For leveling up, as long as you have a tally by a stat, you can spend Fate points equal to the difference of tallies and the stat's value. So, get at least one tally and then you can pay to level up. Or rather, buy a bunch of stuff (just pass the Fate Sock around), then spend all the luck you got for being so "bold and interesting". You can also add more Aspects and redo an existing one. Much better than developing your character through organic play.

The last part is a page that explains very roughly how to convert things from other games to this shit heap, but why bother? There is nothing DD does better or even more interesting than any official edition or clone, and there's nothing worth lifting and using elsewhere: about a quarter are terrible mechanics copied from other games, and whatever Taylor came up with to fill in the gaps is even worse.

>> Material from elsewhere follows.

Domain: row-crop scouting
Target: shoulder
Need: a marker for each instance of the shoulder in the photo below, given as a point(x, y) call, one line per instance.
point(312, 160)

You'd think he could have at least put in equipment and some monsters. After all he's already copied so much. Or even filled in some of the white space with more creative commons art. It's a truly pathetic second-draft vanity project, crudely cobbled by a conceited hack pretending to be (among other things) a game designer without any real passion or talent, who thinks having his name on itch.io is some sort of meaningful achievement.

Dungeons & Delvers on the other hand is made by actual gamers that actually give a fuck. It's an entire ruleset that doesn't shortchange you on content under the pretense of being "hyper-focused" (or "simple", or rules-lite). You also don't need to reference another game in order to use it.